COUCY, VICTIME DE LA PREMIERE GUERRE MONDlALE

Alors que Coucy avait une certaine activité et même une image de prospérité sereine, la 1ère guerre mondiale vint briser les derniers charmes de l'endroit. En effet, Coucy se trouve en première ligne lorsque les Allemands déferlent en août 1914. Immédiatement occupé et ce, pendant près de trois ans, on peut y noter la présence d'une garnison et d'un "Kazino für Offizieren". Coucy connaîtra un premier choc qui sera décisif pour lui en 1917. Obligés de battre en retraite, les soldats allemands, sur ordre de Luddendorf, utilisent 27 t de cheddite pour faire sauter le donjon et éviter ainsi qu'un tel poste d'obser­vation ne tombe aux mains des français - alors qu'à l'époque, l'aviation était suffisamment développée pour jouer ce rôle, mais non contents de cela, ils font également sauter les quatre tours du château, une autre de l'enceinte, et les trois portes de la ville - qui ne bénéficiaient pas de la même excuse -. Ainsi, la ville est entièrement rasée, exception faite de la maison qui a abrité l'état-major du Kronprinz.

Les combats de rue qui s'y déroulèrent en 1918 achevèrent de sinistrer le lieu, déjà fort atteint, sans apparemment laisser aucun espoir pour que Coucy puisse se relever un jour.

LA RESTAURATION DE COUCY, PREMIERS ESPOIRS

Pourtant, la nature finit toujours par triompher et Coucy voit ses ruines relevées. Tout d'abord, les maisons, bien que le gouvernement ait pendant un temps voulu laisser les choses en l'état pour garder en mémoire la "barbarie allemande".

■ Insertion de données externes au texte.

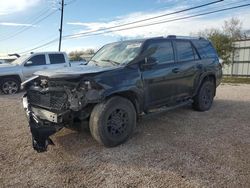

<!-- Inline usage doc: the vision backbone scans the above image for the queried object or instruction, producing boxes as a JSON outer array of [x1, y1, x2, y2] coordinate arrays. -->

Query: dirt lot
[[0, 85, 250, 187]]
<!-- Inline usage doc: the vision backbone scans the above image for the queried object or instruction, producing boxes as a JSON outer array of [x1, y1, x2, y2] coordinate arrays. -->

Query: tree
[[195, 18, 244, 64], [198, 28, 233, 64], [223, 18, 244, 41]]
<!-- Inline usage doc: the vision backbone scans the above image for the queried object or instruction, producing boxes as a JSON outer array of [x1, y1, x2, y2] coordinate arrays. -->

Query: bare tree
[[223, 18, 244, 41]]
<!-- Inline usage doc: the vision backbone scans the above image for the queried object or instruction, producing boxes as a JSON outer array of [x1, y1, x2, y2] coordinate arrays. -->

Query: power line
[[1, 8, 50, 37], [65, 4, 250, 39], [64, 0, 224, 37], [17, 4, 250, 54], [58, 0, 64, 52], [0, 10, 58, 41]]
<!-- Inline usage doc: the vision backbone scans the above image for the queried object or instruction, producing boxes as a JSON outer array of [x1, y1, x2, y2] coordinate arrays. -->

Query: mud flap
[[29, 116, 61, 153]]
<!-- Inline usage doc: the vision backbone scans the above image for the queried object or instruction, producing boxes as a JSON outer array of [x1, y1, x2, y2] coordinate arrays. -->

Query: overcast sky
[[0, 0, 250, 54]]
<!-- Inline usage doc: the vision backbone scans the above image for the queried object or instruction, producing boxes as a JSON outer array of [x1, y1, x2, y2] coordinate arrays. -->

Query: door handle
[[172, 68, 180, 73], [197, 64, 203, 69]]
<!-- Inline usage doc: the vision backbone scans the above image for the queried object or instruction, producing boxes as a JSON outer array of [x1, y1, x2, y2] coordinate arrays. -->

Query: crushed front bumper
[[23, 95, 67, 152]]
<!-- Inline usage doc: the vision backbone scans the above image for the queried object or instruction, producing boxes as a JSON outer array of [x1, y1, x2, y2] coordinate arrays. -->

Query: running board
[[141, 99, 193, 118]]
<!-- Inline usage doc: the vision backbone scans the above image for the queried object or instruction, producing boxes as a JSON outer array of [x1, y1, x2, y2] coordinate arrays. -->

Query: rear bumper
[[23, 95, 63, 152]]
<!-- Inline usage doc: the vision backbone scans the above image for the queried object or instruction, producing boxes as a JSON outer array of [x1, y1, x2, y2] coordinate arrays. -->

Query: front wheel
[[89, 96, 136, 147], [193, 80, 215, 111], [0, 78, 20, 95]]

Puis, c'est au tour du monument lui-même: à partir de 1922, les ruines sont déblayées et un premier sauvetage est opéré. Les travaux sont interrompus par la seconde guerre mondiale qui amène de nouveau les Allemands à Coucy, sans que ceux-ci trouvent rien à ajouter au travail accompli par leurs prédécesseurs de 1914-18. Dès 1945, la reprise de la conservation et de l'entretien de la Basse-cour a lieu. De 1968 à 1971, deux tours du château sont consolidées et le musée reconstruit dans la tour de la porte de Soissons abrite de nouveau les maquettes du château et de son donjon.
Enfin, à partir de 1966 sont organisés des camps de jeunes bénévoles et l'armée de terre intervient également pour effectuer des travaux de déblaiement et préparer la place pour de futurs chantiers de gros ­oeuvre.

Désormais, c'est l'Association de mise en valeur du château de Coucy qui s'occupe de la restauration de Coucy. Depuis le 1er mars 1972, elle organise chaque année des chantiers bénévoles (interrompus en 1967, repris grâce à l'AMVCC, en 1976) qui ont pour but de redonner à Coucy un cadre agréable. Certes ses moyens sont encore restreints mais d'ici quelques années sera sans doute lancée une opération de plus grande envergure, visent à une restauration plus importante.